In what could be seen as just another race-bait move, Disney has cast latina actress Rachel Zegler as Snow White in their upcoming live action remake of Snow White and the Seven Dwarfs. Casting for characters of restricted height has yet to be announced, but it's unlikely that Ray Winstone, Toby Jones, Ian McShane et al. will be invited to reprise their roles from Snow White and the Huntsman, since that would be taking work from genuinely diminutive actors.
Undoubtedly, there will be fulminating on social media over race-swapping and tokenisation.

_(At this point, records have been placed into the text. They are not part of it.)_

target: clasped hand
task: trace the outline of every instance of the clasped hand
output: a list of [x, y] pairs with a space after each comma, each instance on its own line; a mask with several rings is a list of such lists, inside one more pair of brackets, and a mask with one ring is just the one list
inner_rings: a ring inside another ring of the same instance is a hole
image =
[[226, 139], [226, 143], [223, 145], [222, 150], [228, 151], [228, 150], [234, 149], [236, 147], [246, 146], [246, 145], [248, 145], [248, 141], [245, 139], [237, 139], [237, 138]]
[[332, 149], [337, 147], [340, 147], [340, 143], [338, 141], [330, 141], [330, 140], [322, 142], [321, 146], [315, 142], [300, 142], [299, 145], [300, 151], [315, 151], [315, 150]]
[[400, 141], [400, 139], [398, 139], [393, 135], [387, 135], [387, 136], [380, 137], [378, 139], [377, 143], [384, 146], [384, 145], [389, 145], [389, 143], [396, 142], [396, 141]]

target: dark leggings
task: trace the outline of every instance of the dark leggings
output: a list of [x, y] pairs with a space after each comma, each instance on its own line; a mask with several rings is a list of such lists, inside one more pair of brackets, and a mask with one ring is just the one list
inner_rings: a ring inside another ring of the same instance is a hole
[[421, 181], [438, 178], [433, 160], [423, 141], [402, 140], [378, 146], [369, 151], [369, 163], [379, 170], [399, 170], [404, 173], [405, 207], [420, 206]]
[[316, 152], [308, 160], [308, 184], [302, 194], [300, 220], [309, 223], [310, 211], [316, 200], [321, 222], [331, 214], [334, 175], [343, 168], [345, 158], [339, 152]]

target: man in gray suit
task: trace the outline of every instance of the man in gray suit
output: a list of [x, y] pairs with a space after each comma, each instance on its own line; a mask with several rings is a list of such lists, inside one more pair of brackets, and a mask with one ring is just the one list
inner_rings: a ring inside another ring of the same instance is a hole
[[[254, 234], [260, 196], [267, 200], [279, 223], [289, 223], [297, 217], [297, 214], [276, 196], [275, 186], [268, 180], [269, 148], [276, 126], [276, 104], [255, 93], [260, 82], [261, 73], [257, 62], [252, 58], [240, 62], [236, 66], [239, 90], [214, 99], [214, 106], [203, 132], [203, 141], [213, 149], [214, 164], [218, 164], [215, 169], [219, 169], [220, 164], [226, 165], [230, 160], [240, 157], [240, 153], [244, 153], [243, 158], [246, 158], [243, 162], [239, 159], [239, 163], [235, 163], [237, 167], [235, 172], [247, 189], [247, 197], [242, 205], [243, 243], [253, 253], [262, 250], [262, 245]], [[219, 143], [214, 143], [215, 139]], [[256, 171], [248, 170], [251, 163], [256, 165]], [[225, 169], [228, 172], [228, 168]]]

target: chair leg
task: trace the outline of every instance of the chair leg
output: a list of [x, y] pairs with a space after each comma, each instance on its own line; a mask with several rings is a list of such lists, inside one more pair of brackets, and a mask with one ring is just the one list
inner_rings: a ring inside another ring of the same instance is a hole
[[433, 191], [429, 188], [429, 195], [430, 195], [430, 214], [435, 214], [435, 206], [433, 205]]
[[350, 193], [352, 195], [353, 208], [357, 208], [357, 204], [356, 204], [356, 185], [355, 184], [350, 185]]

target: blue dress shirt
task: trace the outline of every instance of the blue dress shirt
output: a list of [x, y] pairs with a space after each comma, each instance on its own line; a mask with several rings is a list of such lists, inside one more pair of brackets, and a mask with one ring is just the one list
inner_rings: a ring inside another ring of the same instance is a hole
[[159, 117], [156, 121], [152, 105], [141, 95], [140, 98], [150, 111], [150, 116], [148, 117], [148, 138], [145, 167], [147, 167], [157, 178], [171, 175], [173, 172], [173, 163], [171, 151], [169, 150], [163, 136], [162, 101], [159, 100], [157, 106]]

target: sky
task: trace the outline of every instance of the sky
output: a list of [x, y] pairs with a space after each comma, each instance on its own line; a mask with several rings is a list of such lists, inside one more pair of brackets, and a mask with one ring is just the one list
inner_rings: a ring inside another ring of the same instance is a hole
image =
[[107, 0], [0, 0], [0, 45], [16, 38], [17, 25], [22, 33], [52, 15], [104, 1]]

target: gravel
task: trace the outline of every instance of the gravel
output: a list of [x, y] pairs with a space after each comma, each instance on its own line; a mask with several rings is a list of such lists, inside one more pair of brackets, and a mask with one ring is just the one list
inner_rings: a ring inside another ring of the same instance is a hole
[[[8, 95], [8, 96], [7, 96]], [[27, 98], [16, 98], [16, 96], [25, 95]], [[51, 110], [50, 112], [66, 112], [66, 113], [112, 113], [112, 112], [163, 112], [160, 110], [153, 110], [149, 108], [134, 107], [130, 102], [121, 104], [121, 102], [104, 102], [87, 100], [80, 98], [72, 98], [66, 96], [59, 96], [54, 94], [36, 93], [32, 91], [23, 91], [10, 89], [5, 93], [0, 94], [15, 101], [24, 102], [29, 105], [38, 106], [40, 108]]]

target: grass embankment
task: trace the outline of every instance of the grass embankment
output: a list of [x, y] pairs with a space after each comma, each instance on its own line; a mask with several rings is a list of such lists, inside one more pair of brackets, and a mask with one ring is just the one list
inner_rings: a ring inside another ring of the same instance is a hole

But, no matter what, could Zegler be worse than Kristen Stewart, at least from a performance perspective? While poor old Charlize Theron was acting her tits off and chewing up the scenery, Stewart shat all over Snow White and the Huntsman from a great height. Such a waste. (SMH)
Meanwhile, Zegler is unrepentant for taking work from equally talented and more attractive white actors. It seems that, once again, keeping to lanes only applies to some artists. White ones.
It's possible that, in this reimagining, the
snow refers to her drug habit. The seven dwarves are now her clients, for whom she turns tricks to earn the dough to pay her dealer, the wicked queen. Snow White and the Seven Johns: it could work, and Zegler would be perfect for the role. Remember, kids, you read it here first.
There are various translations of the story, with the protagonist named either as Snow-white or Snow-drop, but the salient opening is broadly the same:
Once upon a time in mid winter, when the snowflakes were falling like feathers from heaven, a beautiful queen sat sewing at her window, which had a frame of black ebony wood. As she sewed, she looked up at the snow and pricked her finger with her needle. Three drops of blood fell into the snow. The red on the white looked so beautiful, that she thought, "If only I had a child as white as snow, as red as blood, and as black as this frame." Soon afterward she had a little daughter that was as white as snow, as red as blood, and as black as ebony wood, and therefore they called her Little Snow-White.
Jacob and Wilhelm Grimm, Little Snow-White (transl. D.L. Ashliman), 1812
Accepting that beauty is in the eye of the beholder—and I'm certainly no oil painting—Zegler bears an uncanny resemblance to Karima El-Mahroug. I'm sure she scrubs up well enough though, at least on the outside…because she seems like a garbage human on the inside.